Und dann die Bombe, die Merry angeblich selbst gebastelt haben soll, die sie hochgehen ließ, mit der sie vier unschuldige Menschen getötet hat. Ein krasser Widerspruch zu ihrer Forderung, für den Frieden Kriege einzustellen.
Später, fünf Jahre später, schließt sich Merry einer reaktionären Sekte an.

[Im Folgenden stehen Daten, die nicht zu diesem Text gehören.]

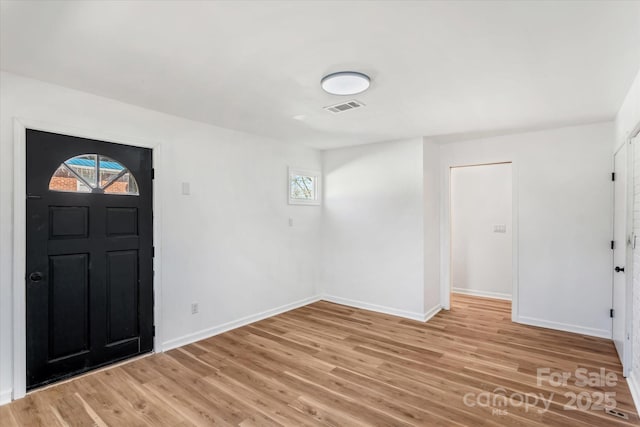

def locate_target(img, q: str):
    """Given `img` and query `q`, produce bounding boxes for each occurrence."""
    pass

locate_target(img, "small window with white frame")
[288,168,321,205]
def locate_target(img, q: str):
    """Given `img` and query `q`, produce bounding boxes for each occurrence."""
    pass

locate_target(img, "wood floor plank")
[0,295,640,427]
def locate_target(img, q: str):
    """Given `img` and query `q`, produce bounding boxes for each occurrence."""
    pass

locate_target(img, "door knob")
[29,271,42,282]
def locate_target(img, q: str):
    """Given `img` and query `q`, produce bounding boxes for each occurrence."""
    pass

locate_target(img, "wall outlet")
[493,224,507,233]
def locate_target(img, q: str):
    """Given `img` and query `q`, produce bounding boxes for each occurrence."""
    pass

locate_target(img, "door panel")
[48,254,89,361]
[612,144,627,363]
[107,251,138,344]
[26,130,153,389]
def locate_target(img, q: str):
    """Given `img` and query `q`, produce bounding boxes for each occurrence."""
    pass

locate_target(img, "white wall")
[440,123,613,337]
[321,138,425,318]
[422,139,442,318]
[0,72,321,400]
[614,67,640,410]
[451,163,512,299]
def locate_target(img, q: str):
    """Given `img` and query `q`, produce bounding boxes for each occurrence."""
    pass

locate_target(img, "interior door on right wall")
[612,143,627,372]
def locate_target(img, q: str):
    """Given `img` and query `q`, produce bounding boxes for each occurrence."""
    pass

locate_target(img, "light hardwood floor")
[0,295,640,427]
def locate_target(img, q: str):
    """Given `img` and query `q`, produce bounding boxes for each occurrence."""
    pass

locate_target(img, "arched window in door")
[49,154,139,196]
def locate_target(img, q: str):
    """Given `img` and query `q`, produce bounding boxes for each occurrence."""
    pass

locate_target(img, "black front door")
[26,130,153,389]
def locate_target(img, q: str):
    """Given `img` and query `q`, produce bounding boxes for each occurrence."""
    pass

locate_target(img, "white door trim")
[440,160,519,322]
[12,117,164,400]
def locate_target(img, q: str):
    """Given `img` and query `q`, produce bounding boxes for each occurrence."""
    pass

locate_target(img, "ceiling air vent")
[324,99,364,114]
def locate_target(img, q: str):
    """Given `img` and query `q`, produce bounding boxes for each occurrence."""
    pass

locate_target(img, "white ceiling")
[0,0,640,149]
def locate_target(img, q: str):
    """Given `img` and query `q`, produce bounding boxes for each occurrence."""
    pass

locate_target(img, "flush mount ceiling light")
[320,71,371,95]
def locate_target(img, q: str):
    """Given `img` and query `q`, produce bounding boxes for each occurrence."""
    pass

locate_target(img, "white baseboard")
[321,294,428,322]
[423,304,442,322]
[453,288,511,301]
[517,316,611,339]
[161,295,321,351]
[627,371,640,412]
[0,389,12,405]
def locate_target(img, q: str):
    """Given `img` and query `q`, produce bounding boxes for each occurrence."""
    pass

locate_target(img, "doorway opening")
[450,162,513,316]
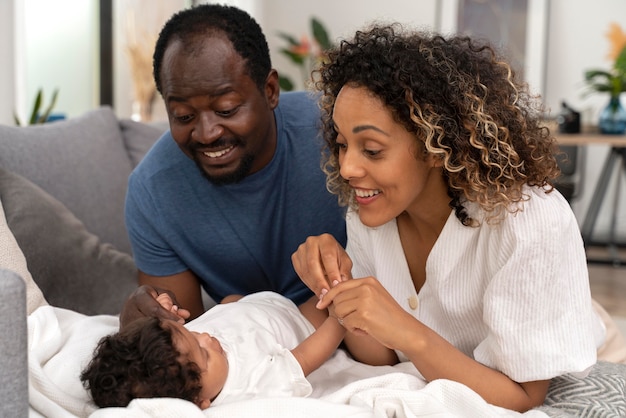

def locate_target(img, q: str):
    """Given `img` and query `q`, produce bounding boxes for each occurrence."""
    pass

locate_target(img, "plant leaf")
[615,46,626,76]
[39,89,59,123]
[280,48,304,65]
[278,32,300,46]
[28,89,43,125]
[311,17,332,50]
[278,75,294,91]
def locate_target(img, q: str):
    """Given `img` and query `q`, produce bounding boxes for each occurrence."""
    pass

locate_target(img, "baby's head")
[81,318,228,409]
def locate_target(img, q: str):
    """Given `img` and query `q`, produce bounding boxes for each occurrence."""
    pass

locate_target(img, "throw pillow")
[0,168,137,315]
[0,107,132,253]
[120,119,169,167]
[0,199,48,315]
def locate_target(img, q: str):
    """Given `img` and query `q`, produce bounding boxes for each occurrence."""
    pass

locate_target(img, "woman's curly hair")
[80,318,202,408]
[315,24,559,225]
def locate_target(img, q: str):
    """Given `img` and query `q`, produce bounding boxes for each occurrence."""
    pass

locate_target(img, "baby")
[81,292,345,409]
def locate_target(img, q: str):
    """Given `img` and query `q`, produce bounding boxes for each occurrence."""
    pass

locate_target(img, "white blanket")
[28,306,547,418]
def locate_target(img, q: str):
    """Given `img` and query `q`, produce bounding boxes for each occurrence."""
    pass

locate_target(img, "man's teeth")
[203,147,234,158]
[354,189,380,197]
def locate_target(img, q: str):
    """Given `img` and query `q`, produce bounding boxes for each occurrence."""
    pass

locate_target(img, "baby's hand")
[157,293,178,313]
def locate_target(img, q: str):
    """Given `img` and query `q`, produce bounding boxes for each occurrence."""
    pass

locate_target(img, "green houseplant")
[278,17,332,91]
[584,23,626,134]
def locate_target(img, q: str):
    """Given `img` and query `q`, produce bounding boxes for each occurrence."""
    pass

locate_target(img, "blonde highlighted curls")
[315,24,560,225]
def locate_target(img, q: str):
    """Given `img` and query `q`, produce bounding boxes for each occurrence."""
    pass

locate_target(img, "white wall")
[0,0,15,125]
[0,0,626,242]
[12,0,99,120]
[544,0,626,241]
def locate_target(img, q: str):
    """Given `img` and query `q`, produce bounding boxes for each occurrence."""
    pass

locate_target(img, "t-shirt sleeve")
[125,173,187,276]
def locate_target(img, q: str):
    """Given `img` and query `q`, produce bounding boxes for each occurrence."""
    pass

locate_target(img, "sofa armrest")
[0,268,28,417]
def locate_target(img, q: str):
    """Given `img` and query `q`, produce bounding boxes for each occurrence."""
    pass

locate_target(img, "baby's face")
[163,321,228,409]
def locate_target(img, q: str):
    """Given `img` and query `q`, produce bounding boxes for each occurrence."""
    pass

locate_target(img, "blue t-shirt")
[126,92,346,304]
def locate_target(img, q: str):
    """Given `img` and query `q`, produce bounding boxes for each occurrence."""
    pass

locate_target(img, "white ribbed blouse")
[347,187,604,382]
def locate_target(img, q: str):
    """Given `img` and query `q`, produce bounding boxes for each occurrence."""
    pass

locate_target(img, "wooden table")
[553,130,626,265]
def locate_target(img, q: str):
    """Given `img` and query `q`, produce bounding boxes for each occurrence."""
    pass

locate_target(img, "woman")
[292,26,604,411]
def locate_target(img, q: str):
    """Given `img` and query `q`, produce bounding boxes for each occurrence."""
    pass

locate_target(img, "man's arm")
[291,296,346,376]
[120,270,204,329]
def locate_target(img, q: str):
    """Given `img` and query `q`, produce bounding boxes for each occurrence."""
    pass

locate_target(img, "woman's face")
[333,85,447,227]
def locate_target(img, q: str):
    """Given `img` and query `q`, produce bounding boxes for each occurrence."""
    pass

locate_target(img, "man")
[120,4,345,327]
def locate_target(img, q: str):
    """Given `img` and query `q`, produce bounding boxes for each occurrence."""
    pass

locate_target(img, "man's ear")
[264,68,280,110]
[198,399,211,410]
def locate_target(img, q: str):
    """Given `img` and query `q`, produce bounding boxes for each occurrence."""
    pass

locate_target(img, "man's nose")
[192,113,224,144]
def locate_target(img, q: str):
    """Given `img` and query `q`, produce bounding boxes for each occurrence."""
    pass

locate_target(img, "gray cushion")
[120,119,168,167]
[537,361,626,418]
[0,168,137,315]
[0,268,28,417]
[0,107,132,252]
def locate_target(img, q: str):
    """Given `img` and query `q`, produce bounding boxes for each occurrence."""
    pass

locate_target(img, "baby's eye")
[215,107,239,117]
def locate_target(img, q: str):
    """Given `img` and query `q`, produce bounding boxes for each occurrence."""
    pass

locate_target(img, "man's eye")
[215,107,238,117]
[174,115,193,123]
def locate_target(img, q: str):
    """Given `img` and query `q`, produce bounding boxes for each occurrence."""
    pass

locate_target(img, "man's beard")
[194,153,254,186]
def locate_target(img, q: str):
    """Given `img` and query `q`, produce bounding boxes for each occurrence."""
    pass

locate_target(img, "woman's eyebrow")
[352,125,390,136]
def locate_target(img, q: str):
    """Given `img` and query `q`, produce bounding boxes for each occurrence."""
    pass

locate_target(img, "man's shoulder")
[131,131,191,186]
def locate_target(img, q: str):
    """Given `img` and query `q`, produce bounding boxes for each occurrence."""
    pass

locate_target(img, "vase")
[598,96,626,135]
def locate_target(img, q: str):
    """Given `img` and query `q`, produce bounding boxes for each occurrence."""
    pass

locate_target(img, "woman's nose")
[339,148,364,180]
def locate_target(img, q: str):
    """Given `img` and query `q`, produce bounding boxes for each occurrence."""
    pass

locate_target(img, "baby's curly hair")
[80,318,202,408]
[315,24,560,225]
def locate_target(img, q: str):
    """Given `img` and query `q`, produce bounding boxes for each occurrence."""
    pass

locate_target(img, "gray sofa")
[0,107,167,417]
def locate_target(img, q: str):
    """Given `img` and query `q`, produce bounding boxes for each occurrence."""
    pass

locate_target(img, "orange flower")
[606,22,626,61]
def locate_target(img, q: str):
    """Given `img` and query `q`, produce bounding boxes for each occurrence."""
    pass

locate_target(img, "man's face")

Merry wird immer exzentrischer. Sie ist gegen jegliche Gewalt. Durch den Beitritt jener Sekte lernt sie, keine Tiere, dann auch keine Pflanzen mehr zu essen, und sogar die Körperpflege hat sie so nach und nach eingestellt, da sie dem Wasser nicht wehtun möchte … Das habe ich ja noch nie gehört, dass man Wasser Schmerzen zufügen kann, lol.

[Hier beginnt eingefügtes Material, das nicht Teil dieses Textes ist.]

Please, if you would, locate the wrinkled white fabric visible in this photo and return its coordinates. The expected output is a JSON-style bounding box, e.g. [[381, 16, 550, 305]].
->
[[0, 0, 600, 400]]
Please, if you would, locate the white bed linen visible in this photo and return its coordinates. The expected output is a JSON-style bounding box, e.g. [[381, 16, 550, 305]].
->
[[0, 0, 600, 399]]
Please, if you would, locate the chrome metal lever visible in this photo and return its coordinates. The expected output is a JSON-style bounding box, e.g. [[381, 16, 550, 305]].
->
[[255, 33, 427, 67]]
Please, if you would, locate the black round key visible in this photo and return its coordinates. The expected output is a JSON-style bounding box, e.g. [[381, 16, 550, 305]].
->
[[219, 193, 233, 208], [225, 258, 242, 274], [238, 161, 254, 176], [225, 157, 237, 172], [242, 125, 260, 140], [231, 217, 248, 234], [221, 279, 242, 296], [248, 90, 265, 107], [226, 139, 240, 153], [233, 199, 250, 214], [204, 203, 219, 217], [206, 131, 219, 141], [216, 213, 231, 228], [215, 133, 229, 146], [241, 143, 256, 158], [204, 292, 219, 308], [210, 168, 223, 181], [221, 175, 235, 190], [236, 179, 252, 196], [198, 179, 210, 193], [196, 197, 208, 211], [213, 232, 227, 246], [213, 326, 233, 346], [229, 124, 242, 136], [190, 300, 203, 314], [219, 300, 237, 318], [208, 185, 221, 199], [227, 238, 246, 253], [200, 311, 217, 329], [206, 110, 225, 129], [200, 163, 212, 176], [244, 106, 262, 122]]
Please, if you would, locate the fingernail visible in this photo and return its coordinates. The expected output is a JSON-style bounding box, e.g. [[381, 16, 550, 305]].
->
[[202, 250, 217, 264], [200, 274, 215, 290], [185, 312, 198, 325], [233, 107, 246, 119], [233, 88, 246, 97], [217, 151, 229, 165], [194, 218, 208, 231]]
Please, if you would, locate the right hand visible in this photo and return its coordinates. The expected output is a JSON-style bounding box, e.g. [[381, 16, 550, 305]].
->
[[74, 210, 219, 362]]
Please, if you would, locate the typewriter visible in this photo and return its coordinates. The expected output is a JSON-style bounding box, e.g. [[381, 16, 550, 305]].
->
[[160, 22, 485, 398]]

Was Richtig und was Falsch, was Gut und was Böse ist, wird in dem Buch von mehreren Figuren aus den höheren Kreisen recht ausführlich diskutiert ...

Mein Fazit?
Kinder können seelisch erkranken, wenn sie von den Eltern vernachlässigt werden. Kinder können seelisch erkranken, wenn sie zu viel Liebe erfahren. Wo ist der Maßstab? Wer kann mit Bestimmtheit schon sagen, was zu viel und was zu wenig ist? Und wer ist schon fehlerfrei?
Sich für eine bessere Welt einzusetzen ist an sich auch nichts Schlechtes. Sich gegen die Gewalt auflehnen auch nicht. Die Art und Weise, mit welchen politischen Mitteln dies betrieben wird, ist entscheidend. Man kann nicht gegen Gewalt sein, und gleichzeitig selbst Gewalt anwenden. Das wäre für mich ein krasser Widerspruch ... Wie oft sprach Merry von Gandhi, aber Gandhi hat ohne Waffen gekämpft …  

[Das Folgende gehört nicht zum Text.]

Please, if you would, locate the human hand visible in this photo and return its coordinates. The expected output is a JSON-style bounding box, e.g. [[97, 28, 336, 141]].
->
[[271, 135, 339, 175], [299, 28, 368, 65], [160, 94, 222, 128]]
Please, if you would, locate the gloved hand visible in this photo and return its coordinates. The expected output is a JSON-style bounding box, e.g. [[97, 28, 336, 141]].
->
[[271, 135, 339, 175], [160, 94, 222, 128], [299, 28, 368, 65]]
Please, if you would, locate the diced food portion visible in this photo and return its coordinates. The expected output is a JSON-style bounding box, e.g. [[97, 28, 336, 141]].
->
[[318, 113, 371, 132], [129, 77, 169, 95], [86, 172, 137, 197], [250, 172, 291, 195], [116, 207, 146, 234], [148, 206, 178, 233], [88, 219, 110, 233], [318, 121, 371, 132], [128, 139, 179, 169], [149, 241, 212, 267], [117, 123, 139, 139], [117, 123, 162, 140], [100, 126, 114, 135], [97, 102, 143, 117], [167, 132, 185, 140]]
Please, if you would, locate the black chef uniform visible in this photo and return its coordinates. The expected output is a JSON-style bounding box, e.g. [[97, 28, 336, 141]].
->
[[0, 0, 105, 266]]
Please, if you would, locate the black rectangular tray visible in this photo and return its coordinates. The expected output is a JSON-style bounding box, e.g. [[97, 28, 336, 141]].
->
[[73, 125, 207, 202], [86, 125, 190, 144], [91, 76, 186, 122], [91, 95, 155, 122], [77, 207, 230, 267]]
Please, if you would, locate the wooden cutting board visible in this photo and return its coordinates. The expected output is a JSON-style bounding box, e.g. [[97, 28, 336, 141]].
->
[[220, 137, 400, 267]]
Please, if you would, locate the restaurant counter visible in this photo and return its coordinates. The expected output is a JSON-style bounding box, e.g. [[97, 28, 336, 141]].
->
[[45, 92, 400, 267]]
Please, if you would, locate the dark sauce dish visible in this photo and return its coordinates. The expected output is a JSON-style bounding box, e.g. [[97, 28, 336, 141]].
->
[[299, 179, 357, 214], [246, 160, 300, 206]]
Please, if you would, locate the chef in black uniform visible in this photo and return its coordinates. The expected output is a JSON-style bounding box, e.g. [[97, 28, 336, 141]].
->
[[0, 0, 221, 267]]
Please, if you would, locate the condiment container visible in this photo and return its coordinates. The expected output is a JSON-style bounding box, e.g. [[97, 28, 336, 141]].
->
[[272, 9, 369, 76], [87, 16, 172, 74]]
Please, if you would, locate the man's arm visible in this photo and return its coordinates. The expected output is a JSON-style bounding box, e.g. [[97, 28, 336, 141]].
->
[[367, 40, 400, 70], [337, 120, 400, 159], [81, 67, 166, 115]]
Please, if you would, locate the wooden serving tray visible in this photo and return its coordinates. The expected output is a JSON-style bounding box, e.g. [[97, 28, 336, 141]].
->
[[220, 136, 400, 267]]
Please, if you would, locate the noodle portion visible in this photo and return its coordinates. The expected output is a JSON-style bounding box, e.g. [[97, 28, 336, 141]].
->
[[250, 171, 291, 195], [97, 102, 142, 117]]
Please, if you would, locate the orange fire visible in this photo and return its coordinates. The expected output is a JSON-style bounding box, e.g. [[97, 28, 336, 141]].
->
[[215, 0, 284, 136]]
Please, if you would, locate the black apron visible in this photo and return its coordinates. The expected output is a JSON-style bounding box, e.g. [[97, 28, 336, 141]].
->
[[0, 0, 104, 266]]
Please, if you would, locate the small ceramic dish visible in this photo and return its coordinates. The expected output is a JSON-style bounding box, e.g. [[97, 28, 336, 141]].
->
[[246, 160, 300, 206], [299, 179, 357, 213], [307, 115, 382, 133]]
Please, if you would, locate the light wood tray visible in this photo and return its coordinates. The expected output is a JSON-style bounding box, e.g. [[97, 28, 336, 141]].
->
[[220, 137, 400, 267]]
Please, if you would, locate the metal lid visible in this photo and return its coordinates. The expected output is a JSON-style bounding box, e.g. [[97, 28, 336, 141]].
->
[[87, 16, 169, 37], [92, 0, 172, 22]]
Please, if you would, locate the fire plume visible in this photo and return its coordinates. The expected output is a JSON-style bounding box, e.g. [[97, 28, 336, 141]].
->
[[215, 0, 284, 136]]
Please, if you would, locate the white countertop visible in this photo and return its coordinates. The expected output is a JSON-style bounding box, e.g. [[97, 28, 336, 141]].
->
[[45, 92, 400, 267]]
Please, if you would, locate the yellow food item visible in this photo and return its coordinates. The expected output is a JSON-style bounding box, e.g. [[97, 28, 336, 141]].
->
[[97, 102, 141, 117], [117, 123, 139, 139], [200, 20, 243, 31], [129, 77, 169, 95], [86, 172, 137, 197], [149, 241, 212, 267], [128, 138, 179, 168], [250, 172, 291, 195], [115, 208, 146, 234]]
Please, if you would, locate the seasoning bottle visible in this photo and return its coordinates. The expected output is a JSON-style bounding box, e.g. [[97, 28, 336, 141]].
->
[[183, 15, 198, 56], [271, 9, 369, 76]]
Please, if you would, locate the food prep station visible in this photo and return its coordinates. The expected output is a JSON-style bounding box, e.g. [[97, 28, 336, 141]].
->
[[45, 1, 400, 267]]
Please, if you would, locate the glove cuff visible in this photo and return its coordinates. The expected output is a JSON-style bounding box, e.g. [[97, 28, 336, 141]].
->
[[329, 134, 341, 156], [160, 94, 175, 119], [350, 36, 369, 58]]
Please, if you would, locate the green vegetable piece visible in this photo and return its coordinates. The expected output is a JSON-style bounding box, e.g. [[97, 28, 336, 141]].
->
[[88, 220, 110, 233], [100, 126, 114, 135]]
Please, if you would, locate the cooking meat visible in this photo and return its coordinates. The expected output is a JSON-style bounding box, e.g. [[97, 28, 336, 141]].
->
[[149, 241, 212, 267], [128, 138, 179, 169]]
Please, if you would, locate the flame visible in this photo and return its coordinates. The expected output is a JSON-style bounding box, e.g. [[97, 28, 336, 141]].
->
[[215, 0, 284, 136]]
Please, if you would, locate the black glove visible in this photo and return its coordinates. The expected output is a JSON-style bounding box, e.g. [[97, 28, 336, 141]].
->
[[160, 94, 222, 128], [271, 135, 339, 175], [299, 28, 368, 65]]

Amerikanisches Idyll ist ein Buch, das man keinesfalls alleine lesen sollte. Es gibt so viel darüber zu sagen, und man unmöglich alles schriftlich festhalten kann. Ein Buch, das mich sicher noch Tage danach beschäftigen wird, bis ich es ordentlich verdaut habe.
Das Buch regt sehr zum Nachdenken an. Es ist nichts für faule Denker :-).

Es erhält von mir zehn von zehn Punkten.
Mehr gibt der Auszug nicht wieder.